Diabetes can cause changes and damage to almost every part of the eye! Retinal changes at the back of the eye, earlier and aggressive cataract development, fluctuations in glasses prescription and increased risk for optic nerve damage could all be brewing without any warning.
What is diabetes? Diabetes mellitus is a group of diseases that are defined by having high sugar levels in the blood caused from defects of insulin secretion and/or increased cell resistance to insulin. There are different types of diabetes including type 1, type 2, and gestational.
Type 1 diabetes has been previously called insulin-dependent or juvenile diabetes because it is often diagnosed at a young age.
Type 2 diabetes (previously called adult onset or non-insulin dependent diabetes) is the most common type, making up approximately 90% of all diabetic cases.
Gestational diabetes occurs when there is a degree of glucose intolerance during pregnancy.
How can diabetes damage the eyes? Diabetic damage in the eye is most commonly found at the back of the eye at the retina. The retina is the delicate inner surface of the back of the eye that captures light, similar to film used in older non-digital cameras. Diabetic retinal disease, also called diabetic retinopathy (DR), is the leading cause of new cases of preventative vision loss among working aged adults in North America. The longer someone is diabetic, the higher the chance of developing DR.
Studies reveal that after 20 years of being diagnosed, more than 60% of type 2 diabetics and almost all type 1 diabetics have some form of DR.
DR includes swelling or edema at the macula (centre of the retina), blood leaking out of blood vessels onto the retina creating hemorrhages, blood vessel changes and new blood vessel growth. These complications increase the patient's risk of visual impairment and vision loss. The best way to prevent changes and damage from occurring is tight blood sugar control.
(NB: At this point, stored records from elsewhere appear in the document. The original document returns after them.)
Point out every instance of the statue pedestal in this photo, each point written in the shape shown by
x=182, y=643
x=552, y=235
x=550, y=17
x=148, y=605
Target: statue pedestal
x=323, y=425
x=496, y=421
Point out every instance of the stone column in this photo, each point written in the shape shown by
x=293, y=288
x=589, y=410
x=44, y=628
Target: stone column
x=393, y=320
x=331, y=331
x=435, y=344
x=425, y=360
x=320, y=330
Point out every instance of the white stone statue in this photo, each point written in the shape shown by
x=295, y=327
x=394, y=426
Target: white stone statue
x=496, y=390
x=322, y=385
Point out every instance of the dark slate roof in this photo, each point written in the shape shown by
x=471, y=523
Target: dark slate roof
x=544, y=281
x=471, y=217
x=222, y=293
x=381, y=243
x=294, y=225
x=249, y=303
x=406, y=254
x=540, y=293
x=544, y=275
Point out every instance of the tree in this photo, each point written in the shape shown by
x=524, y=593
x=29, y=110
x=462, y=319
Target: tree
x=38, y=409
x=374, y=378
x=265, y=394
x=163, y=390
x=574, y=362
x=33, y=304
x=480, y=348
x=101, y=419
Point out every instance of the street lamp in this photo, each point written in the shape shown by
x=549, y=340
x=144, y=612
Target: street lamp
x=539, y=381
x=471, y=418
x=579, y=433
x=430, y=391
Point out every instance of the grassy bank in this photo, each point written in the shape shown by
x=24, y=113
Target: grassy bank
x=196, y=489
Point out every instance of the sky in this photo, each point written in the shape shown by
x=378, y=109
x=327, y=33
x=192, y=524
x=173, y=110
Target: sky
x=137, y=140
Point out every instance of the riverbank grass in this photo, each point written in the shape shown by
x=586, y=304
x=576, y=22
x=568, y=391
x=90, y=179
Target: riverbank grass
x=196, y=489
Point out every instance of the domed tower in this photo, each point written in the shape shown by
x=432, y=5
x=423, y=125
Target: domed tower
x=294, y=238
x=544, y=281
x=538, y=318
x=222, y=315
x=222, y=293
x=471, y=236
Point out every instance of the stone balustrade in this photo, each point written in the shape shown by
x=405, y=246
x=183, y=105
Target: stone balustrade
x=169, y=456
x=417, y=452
Diabetic patients can also develop cataracts at a younger age and those cataracts progress more rapidly than in non-diabetic patients. Large blood sugar fluctuations and high sugars can wreak havoc on a glasses prescription as well. Significant prescription changes can be seen very quickly and only stabilize when blood sugars are back within a normal range.
A Health Canada study found that as many as 30% of people with diabetes do not know they have it! The Canadian Association of Optometrists recommends annual eye exam for all diabetics independent of how long they have been diabetic or what type of medication(s) they are taking. The BC Medical Services Plan partially covers annual eye exams for all diabetics in the province. So don’t put off getting those peepers checked – lets keep the windows to our soul happy and healthy!